We have also designated this as a time of increasing concern, anxiety, and even depression: seasonal affective disorder; the holiday blues; dread of winter approaching.

These are our months of emotional famine. Shakespeare identified this, in Richard III, in his phrase the “winter of our discontent…” though he was referring to historical political events in British Royal history.

I suspect we need this mix of celebration and preparation. We do seem a bit heavy on the celebration part, to the detriment of preparation. Some additional attention to preparing for the winters of our discontents would be useful. This might include grearing up on information, strategies of coping, or mindsets to practice. In particular, we can focus on our connectedness to friends and family.

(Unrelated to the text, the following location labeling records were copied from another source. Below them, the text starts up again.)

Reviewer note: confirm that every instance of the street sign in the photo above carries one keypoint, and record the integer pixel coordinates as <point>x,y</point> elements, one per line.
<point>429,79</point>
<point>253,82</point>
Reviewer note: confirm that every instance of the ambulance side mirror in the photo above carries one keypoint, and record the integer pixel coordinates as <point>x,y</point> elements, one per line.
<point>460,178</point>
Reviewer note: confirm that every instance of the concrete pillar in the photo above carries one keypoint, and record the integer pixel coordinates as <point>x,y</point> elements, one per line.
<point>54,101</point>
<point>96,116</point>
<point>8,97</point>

This can be our version of the Intihuatana, the hitching post of the sun, to make certain that we will have the experience of our winter discontents “made summer” by maintaining these connections.

And so, as we celebrate this special time, let us also prepare by wrapping ourselves in the warmth of great friends and a loving family, to guard against the cold of whatever winters lie ahead.

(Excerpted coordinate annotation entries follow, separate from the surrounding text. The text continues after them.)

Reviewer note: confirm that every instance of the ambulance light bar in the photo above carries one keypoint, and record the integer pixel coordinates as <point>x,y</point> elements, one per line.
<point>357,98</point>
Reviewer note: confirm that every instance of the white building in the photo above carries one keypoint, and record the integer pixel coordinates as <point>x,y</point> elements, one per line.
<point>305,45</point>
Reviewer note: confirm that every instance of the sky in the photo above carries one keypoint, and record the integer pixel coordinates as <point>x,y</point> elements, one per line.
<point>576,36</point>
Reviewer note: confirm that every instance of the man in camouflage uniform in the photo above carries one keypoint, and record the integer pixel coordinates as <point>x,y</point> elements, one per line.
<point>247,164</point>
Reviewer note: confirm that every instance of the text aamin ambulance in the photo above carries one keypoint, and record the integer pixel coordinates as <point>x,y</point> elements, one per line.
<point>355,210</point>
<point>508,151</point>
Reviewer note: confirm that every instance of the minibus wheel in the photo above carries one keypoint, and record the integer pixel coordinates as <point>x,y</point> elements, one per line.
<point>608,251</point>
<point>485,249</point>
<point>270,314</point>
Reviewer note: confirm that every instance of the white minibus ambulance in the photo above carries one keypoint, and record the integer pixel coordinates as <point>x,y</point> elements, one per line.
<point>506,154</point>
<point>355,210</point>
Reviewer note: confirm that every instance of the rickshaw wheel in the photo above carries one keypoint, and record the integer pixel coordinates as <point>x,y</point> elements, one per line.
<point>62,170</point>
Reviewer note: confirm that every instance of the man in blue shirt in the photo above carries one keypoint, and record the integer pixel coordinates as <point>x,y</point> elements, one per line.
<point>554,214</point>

PROOF OF HEAVEN: TWO STORIES

In 1964 my wife had a near death experience following a tubal pregnancy that ruptured. She had coded upon arrival to the emergency room. After her recovery, she reported that during the time the medical team was working on reviving her, she experienced being in Heaven, and being held in the arms of God. It was clear to her that she had a choice between staying in a comforting embrace surrounded by light and loving warmth, or returning to her previous life. Her choice was to return. This is the first story of Heaven.

As a doctoral student in psychology, I remember being uncomfortable when my wife would talk about her experience with my associates. They would immediately offer explanations for her experience which were biologically based on brain processes or chemistry. They were dismissive of her mystical experience, considering it to be some sort of psychological issue. This is a version of the second story.

There is a universal truth about such conflicting stories. Neither can be proven. What counts for scientific proof is actually a belief system, just as a personal mystical experience understood through a religious faith, is a belief system. The choice is left to the observer, to determine which system will be used to understand.

My wife spoke less and less about this event as the years passed. She often remarked that people seemed either politely skeptical, or uncomfortable when hearing her story.

Over the years, there have been increasing accounts of personal mystical journeys to Heaven published in books and articles. I know of at least five books which document such journeys made by ordinary persons or even a child. There are remarkable similarities in all of these accounts.

One of the most recent of these books directly addresses the scientific conclusion that brain processes and chemistry account for the reported experiences of being in Heaven during a near death experience. The book was written by a neurosurgeon, Eban Alexander, MD, who has his medical degree from Harvard University. In his book “Proof of Heaven” he documents that his brain cortex was not functional for at least one week, due to a medical emergency. An infection had entered his brain and was destroying it. The sensors monitoring brain activity flat lined during his coma. There was therefore no biological basis for his experience of being with God, yet that was what he reported when he recovered. One can imagine that his scientifically minded colleagues would certainly be skeptical and dismissive.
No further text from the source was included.